All’inizio del 2022 le regioni avevano stimato di dover inviare 5,7 milioni di inviti per sottoporsi a test di screening e fare successivamente 3,1 milioni di esami. Alla fine dell’anno è stato raggiunto un buon risultato per quanto riguarda gli inviti: è stato mandato l’82 per cento del totale, mentre le prestazioni si sono fermate al 67 per cento. Cinque regioni sono riuscite a rispettare gli obiettivi sia per gli inviti che per gli esami: Piemonte, provincia autonoma di Trento, Toscana, Basilicata e l’Umbria che aveva già recuperato tutto l’arretrato nel 2021.

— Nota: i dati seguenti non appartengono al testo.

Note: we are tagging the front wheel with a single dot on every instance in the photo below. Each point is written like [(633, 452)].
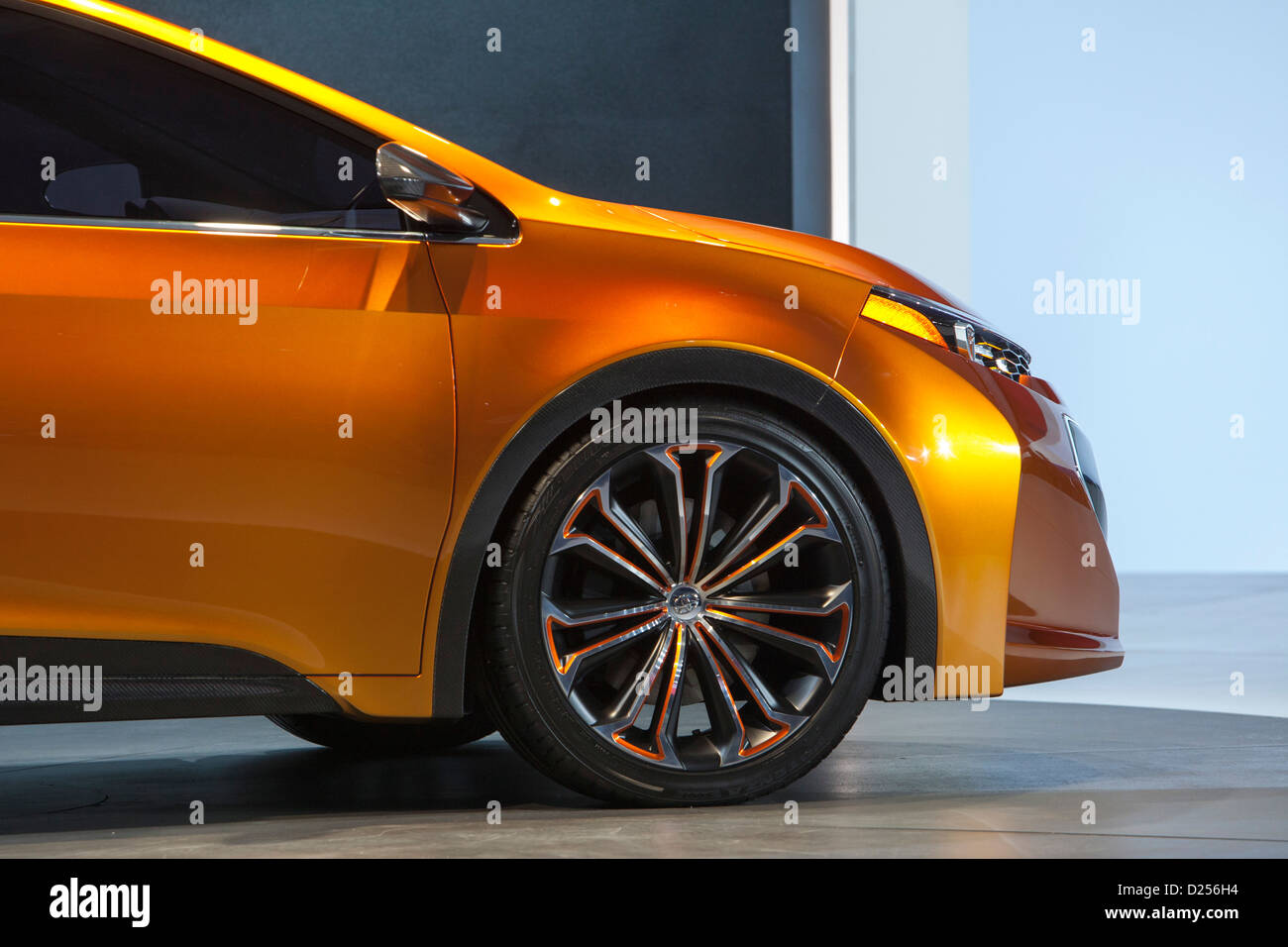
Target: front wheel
[(687, 624)]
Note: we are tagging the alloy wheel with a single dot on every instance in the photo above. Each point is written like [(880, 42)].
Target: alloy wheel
[(697, 603)]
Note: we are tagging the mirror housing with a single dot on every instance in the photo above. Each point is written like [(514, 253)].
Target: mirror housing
[(426, 192)]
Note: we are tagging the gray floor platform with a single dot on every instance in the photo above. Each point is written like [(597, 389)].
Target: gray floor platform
[(911, 780)]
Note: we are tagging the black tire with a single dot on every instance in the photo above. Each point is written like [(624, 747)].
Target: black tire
[(527, 696), (365, 737)]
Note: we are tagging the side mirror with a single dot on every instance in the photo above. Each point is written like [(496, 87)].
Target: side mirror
[(95, 191), (426, 191)]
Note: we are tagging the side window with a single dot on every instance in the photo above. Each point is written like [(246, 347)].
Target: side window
[(98, 128)]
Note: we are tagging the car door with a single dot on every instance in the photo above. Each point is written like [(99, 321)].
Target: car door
[(227, 407)]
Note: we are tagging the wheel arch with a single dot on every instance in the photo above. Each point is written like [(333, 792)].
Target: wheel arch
[(755, 377)]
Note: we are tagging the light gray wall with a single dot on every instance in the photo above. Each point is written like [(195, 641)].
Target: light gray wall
[(910, 106)]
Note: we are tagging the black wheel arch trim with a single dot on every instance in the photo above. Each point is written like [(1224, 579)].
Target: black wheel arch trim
[(675, 368)]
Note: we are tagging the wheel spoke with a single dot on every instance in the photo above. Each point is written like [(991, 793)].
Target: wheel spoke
[(626, 527), (825, 659), (571, 665), (632, 699), (721, 707), (822, 527), (671, 506), (759, 693), (751, 528), (606, 558)]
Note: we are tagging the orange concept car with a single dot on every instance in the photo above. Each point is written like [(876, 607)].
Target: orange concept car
[(312, 414)]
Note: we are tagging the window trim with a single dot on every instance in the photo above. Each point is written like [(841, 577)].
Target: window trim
[(213, 227)]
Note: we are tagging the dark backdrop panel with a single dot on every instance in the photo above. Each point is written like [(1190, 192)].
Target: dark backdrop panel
[(579, 90)]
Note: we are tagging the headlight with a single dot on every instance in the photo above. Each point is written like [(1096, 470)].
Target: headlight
[(949, 328)]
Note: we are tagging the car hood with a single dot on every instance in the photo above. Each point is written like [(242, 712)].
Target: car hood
[(809, 249)]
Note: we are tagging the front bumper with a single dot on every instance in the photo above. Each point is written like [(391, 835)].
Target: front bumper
[(1061, 616)]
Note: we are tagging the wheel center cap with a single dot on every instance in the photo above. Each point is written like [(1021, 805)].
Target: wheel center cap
[(684, 603)]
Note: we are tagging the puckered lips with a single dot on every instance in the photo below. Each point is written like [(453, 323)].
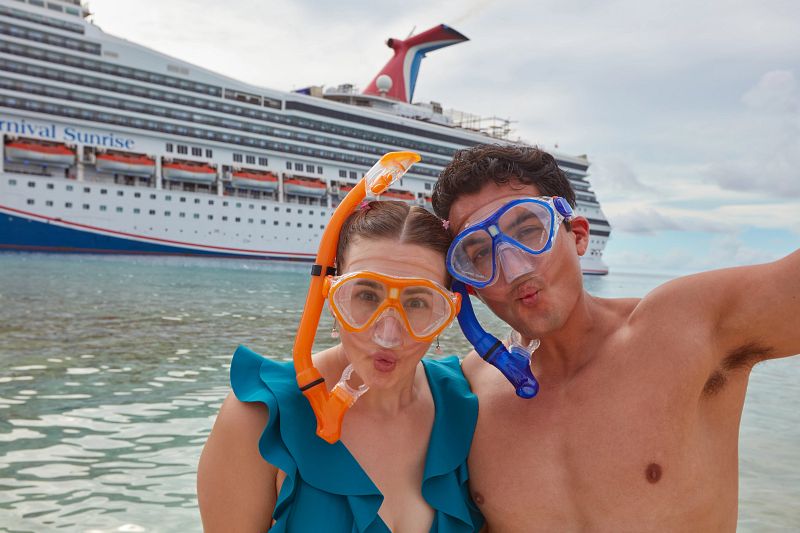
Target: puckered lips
[(383, 360)]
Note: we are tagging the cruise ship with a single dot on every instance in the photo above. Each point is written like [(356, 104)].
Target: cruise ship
[(112, 147)]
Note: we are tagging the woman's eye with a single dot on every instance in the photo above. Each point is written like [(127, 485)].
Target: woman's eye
[(367, 296), (416, 303)]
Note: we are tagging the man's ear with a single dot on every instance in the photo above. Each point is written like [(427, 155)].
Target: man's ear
[(580, 230)]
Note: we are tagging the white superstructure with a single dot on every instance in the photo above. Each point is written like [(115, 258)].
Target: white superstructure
[(109, 146)]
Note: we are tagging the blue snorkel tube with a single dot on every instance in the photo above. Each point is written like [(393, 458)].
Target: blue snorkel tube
[(515, 364)]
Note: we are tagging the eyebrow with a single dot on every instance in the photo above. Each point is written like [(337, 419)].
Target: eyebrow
[(418, 290), (368, 283)]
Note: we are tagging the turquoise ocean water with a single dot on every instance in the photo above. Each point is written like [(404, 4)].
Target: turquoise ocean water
[(112, 370)]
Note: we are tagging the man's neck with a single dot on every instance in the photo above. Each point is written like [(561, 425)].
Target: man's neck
[(564, 353)]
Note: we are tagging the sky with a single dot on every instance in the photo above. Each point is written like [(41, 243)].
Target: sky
[(689, 111)]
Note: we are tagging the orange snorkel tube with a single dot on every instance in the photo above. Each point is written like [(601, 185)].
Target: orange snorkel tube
[(329, 408)]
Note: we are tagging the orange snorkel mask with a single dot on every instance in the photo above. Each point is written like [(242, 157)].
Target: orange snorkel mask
[(330, 407)]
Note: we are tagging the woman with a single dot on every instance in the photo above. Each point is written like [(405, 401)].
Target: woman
[(401, 463)]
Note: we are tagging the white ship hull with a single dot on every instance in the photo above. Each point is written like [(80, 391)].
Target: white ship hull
[(93, 92)]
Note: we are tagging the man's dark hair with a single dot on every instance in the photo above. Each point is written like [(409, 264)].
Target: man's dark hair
[(472, 168)]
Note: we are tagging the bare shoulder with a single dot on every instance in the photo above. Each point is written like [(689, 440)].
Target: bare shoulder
[(236, 487)]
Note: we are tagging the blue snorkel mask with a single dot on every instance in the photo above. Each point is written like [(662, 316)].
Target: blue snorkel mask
[(514, 362), (514, 239)]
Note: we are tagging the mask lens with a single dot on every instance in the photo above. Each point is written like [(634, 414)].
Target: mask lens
[(425, 308), (471, 257), (358, 299), (529, 224)]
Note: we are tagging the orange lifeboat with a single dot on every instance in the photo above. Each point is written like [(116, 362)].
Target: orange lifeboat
[(189, 171), (40, 152), (254, 179), (127, 163), (304, 186)]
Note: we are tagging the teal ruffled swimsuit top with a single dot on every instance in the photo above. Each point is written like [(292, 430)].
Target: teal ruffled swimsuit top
[(325, 488)]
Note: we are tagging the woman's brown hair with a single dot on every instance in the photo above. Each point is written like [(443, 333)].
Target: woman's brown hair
[(393, 220)]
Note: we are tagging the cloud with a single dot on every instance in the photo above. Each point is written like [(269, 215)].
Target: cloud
[(770, 162)]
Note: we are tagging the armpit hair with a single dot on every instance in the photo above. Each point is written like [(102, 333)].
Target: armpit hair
[(743, 357)]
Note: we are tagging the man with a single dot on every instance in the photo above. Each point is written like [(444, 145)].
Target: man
[(635, 427)]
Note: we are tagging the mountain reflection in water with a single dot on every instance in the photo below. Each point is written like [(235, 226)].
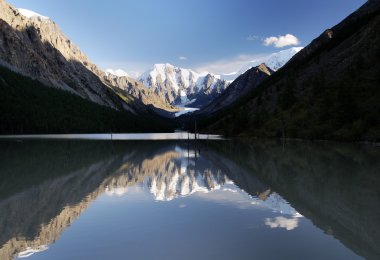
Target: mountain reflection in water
[(46, 186)]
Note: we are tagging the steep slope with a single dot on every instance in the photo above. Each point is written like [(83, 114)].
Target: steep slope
[(180, 86), (274, 61), (238, 89), (29, 107), (329, 90), (33, 45), (136, 89)]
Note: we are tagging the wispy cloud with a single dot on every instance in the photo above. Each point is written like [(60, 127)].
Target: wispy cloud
[(227, 66), (253, 38), (282, 41)]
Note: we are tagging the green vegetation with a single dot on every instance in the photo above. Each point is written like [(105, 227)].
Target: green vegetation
[(29, 107), (331, 91)]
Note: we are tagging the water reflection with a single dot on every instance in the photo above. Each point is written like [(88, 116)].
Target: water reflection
[(46, 186)]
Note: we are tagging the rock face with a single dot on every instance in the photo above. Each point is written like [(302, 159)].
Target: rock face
[(180, 86), (274, 61), (238, 89), (136, 89), (34, 45), (329, 90)]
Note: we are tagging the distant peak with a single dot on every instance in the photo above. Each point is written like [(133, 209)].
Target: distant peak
[(30, 14)]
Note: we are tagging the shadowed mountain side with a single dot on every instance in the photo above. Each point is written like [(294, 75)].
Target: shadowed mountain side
[(243, 85), (334, 185), (329, 90), (40, 60), (137, 90), (29, 107)]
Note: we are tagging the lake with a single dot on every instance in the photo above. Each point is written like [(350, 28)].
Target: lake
[(174, 199)]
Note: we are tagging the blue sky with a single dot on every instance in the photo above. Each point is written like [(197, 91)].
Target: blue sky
[(214, 35)]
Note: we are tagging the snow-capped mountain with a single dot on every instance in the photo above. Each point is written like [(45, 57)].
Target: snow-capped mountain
[(274, 61), (181, 86)]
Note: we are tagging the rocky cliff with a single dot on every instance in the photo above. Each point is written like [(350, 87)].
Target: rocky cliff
[(180, 86), (329, 90)]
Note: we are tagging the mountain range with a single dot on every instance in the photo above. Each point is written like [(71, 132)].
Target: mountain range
[(326, 90)]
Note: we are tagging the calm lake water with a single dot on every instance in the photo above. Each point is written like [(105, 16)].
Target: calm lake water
[(77, 199)]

Le evidenti difficoltà delle regioni, soprattutto dei sistemi sanitari meridionali, si spiegano con la scarsa organizzazione degli ospedali, che nonostante i soldi aggiunti dal governo non riescono ad assumere e di conseguenza a prolungare gli orari delle visite e degli esami. Il ruolo delle strutture sanitarie private, inoltre, è stato meno incisivo rispetto alle previsioni perché i privati, a differenza degli ospedali pubblici, possono concentrarsi sulle prestazioni più remunerative. Come emerge dai rapporti del Censis sulla sanità pubblica e privata, il ruolo del privato non è uguale in tutta Italia: nelle regioni del Nord ha quasi sempre una funzione di integrazione del servizio pubblico, cioè garantisce soprattutto esami e visite meno urgenti, mentre al Centro e al Sud colma le lacune della sanità territoriale: gestisce anche i ricoveri di cui gli ospedali non possono farsi carico perché disorganizzati e con poco personale.